One of those scenes, which can only be seen in documentaries, was witnessed by a group of biologists In the iconic Ocala National Forest in Florida.
araks ohanian is a biologist with the Florida Fish and Wildlife Conservation Commission (FWC) and was surveying the area when she was surprised to see an animal she hadn’t previously recognized, The sample was at a road intersection and he made contact with other colleagues to identify it.
when they got closer they found it It was the Florida pine snake, which is considered rare but not venomous. What was impressive was that they found it swallowing its prey, a cottontail rabbit. “After the snake finished its meal, it disappeared into the vegetation”Reported to FWC.
However, the snake returned attracted by a biologist’s camera, Thanks to this, they were able to publish very good quality images with a reptile in the foreground.
The FWC provided information with photos that add to biologists’ finding that it is a threatened species in Florida: “It is a powerful deterrent and feeds on mammals, land birds, and bird eggs.” Their favorite prey is the pocket gopher, which they stalk in the sand dunes that cover the dens.
is about One of the largest snakes in eastern North America, Because they can measure more than 2 meters. Being a strange sight, the commission asks that those who find them en route inform the experts through a form available online.
Rare species the FWC is targeting include the Florida pine snake. the eastern indigo snake, the short-tailed kingsnake, the kingsnake, in all its species, and the western hognose snake.

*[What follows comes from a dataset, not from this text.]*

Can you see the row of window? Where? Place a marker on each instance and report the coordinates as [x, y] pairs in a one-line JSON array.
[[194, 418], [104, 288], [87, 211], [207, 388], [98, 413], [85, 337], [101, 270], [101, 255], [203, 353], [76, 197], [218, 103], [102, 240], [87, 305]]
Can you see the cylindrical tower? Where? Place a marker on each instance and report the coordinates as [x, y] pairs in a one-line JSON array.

The agency recommends attaching a photograph when reporting a sighting.
The Facebook post sparked curiosity among followers and residents of surrounding areas and the biologist araks ohanian He took the time to explain that, although they look like different snakes in the series of photos taken, it’s all the same in captivity: “I was surprised how small the lump was after the snake ate. I think they really compress their prey when they swallow.”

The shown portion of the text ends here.